The Pit Bull and the Fingerprint
Clambering among the freeways,
I am barefoot and without my ride.
Asphalt on either side of me,
The awful parting that has occurred
on the inside of my mouth has
Morphed—unglazed, summoning
an explication, summoning a fat tongue
or a prick:
I have something here.
Pillars and pilgrimages to the grey colossus
bridging the body and wind
and back to the ferris wheel pier where
that box of bones blew away so many Mays ago,
suddenly, sullenly, these fixtures
have become more fitting, more tactile,
more unguent than leaving behind these lofty things,
things like horizons
that spill sunlight into the gossamer foams of the Gulf
whilst monstrous pit bulls lead pelons and part the orangest
depths of Port Street. Rhomboid muscles and thick wings
bulge into daft clouds like those of buffaloes and hellhounds,
and their Dickies-clad owners nod chins, wipe sweat
with creased white toallas.

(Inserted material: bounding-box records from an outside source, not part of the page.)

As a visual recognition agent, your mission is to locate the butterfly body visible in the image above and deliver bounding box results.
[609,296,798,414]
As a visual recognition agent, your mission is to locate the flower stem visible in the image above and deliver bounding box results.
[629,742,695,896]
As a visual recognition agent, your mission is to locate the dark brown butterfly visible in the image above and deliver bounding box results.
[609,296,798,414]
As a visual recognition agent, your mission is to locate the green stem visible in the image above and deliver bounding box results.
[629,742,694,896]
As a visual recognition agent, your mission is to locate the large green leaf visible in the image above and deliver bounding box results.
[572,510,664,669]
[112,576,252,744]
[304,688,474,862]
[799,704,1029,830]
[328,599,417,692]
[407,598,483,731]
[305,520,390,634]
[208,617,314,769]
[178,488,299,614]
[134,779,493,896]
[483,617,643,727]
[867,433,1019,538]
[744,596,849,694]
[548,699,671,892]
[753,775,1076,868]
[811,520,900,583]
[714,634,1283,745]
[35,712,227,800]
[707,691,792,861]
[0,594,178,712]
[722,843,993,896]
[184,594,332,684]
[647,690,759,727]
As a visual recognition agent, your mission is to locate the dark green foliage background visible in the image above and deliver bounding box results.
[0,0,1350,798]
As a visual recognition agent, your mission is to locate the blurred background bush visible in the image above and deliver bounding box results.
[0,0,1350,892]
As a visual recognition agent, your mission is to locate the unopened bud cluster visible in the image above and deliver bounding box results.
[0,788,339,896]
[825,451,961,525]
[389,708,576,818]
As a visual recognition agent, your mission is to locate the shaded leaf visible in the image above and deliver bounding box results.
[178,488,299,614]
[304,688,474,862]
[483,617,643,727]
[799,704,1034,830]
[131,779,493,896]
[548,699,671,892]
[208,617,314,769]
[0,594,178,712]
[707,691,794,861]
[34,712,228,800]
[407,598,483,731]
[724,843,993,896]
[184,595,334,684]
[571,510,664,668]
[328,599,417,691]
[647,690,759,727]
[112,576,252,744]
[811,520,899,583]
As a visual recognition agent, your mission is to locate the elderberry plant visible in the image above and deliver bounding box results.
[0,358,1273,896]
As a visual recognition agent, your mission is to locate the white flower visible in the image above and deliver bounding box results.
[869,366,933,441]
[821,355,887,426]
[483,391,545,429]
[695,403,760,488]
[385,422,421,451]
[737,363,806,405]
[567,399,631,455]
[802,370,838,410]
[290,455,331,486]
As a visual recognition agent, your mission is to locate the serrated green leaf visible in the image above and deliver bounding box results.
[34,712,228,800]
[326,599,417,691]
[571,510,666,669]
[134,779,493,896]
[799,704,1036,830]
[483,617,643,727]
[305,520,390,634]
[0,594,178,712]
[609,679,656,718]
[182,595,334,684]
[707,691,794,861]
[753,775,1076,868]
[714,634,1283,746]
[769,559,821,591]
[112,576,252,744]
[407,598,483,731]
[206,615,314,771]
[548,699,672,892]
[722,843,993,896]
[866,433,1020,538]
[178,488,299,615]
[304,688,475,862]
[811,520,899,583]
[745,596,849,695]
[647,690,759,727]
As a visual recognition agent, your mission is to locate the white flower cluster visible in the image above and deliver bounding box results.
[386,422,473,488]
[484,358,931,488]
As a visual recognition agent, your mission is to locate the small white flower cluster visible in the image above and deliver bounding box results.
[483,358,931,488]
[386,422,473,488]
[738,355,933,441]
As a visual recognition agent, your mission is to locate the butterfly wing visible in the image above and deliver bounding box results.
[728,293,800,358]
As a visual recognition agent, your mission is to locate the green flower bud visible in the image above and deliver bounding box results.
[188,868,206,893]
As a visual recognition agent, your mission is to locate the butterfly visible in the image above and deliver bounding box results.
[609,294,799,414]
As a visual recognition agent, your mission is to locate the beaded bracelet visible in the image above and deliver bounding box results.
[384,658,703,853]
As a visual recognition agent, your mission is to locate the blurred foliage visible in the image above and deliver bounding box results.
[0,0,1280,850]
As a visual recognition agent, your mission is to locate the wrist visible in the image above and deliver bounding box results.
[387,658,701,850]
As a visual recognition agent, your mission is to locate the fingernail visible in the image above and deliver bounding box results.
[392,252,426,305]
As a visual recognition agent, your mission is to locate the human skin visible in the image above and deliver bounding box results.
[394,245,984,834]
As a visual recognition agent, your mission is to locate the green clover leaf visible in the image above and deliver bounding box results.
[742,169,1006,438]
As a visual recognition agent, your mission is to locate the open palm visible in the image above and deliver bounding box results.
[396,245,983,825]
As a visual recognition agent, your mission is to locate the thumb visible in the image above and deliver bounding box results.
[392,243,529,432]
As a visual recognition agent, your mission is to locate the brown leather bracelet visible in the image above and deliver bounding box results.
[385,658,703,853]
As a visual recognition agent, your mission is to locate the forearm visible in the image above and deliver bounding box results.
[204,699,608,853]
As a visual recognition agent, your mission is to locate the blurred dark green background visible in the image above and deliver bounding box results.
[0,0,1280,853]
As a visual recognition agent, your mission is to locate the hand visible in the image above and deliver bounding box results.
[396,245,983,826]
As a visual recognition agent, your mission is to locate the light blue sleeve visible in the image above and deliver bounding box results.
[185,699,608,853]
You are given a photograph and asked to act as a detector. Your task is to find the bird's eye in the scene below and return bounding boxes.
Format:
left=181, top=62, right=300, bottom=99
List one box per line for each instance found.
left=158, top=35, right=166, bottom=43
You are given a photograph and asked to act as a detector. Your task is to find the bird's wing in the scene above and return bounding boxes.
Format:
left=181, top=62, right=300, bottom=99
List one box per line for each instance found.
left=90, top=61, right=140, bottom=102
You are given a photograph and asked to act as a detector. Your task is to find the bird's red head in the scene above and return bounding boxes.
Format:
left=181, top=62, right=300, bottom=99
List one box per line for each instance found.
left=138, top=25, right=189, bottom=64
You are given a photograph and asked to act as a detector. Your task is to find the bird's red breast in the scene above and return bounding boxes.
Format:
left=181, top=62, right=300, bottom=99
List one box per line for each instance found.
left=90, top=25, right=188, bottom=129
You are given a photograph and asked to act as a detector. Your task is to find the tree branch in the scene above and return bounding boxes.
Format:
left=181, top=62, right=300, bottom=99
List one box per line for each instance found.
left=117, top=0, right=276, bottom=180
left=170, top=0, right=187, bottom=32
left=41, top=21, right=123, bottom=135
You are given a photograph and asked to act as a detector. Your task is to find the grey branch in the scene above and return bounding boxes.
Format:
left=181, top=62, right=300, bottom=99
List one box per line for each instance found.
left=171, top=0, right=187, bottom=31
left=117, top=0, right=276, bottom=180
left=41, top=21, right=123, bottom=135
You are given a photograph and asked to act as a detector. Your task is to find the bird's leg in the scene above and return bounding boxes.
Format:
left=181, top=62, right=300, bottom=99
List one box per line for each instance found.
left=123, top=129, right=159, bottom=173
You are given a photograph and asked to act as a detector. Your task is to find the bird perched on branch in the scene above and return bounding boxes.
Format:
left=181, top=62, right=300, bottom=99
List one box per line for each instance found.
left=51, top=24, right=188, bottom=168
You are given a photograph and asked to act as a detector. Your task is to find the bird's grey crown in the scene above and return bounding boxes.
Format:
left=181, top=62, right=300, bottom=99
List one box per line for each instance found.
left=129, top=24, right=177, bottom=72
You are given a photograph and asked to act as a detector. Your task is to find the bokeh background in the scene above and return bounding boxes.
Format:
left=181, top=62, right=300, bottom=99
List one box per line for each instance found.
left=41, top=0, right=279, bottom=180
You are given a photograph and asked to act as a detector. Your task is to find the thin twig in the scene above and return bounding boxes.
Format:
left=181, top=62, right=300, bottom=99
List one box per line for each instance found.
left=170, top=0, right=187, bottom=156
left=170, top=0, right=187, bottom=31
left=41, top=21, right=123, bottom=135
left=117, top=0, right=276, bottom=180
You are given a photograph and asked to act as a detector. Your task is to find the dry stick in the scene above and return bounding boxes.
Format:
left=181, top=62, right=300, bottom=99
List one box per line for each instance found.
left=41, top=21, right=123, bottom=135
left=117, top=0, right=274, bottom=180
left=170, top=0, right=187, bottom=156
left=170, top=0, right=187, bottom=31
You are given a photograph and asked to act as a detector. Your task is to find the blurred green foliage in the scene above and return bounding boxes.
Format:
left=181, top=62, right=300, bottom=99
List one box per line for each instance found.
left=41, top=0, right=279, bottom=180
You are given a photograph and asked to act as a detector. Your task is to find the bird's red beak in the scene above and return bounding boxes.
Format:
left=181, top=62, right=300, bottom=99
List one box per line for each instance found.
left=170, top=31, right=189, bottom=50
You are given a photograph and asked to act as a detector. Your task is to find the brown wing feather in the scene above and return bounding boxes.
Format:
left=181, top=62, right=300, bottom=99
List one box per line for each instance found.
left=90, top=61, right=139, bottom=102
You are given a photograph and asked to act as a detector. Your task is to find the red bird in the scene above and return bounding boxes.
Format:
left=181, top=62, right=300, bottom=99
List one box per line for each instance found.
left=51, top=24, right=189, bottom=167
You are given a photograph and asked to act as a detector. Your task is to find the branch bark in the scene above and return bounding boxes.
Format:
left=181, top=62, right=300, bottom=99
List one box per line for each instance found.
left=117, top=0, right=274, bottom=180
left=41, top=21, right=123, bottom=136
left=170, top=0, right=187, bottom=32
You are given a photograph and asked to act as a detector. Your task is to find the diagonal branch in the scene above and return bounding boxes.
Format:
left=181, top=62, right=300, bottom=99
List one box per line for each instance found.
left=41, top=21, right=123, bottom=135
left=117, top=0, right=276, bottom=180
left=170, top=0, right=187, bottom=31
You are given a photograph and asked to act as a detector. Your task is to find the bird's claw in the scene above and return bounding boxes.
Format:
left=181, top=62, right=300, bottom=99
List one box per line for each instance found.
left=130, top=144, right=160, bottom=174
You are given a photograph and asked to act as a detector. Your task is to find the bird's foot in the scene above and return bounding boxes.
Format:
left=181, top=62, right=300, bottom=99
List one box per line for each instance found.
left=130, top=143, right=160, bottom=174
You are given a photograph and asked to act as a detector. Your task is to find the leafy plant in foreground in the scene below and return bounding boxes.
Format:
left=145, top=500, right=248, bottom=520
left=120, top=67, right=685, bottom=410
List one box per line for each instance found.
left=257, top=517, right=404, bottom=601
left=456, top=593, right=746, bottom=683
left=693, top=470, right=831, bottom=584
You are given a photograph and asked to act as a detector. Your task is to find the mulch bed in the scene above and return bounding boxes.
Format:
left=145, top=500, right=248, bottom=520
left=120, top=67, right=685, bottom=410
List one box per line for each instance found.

Supple fingers invitingly caress
scalps and scapulars, and a pelon smirks with the whole
half of his mouth: Demon, Clown, Creeper, Sleepy,
Big Smokey, Mosco, Casper.
I have something here.
And I’ve tucked it like a coin just beneath the sternum,
just between the lungs and my loins.
And I am bound to run the gamut of disease,
unthinking my faults, my foes, my feet.
And I’ve found that smallest chamber of laying back
on the bare colchon of my homeboy’s canton to an open
throat and good brains, and this is the coin that can run me
and ruin me and return me to good times.
And with this new knowledge, I am bound to hone
the huge bone of a Clown’s fingerprint
smudged on the dashboard of my Silverado,
fixed like teeth marks onto the silvery torso
of my Art Laboe collection and my Guadalupe
clamped about my throat.
I have something.
It is the foil crushed inconspicuously into a sofa cushion,
a real crystalline skyline, a night without ice:
I have something.
This belongs to us, I once was told of a house,
A barrio, a room that did not proffer much else but
a deep throat, thoughts of the past,
and the promise of a Payasito’s penance.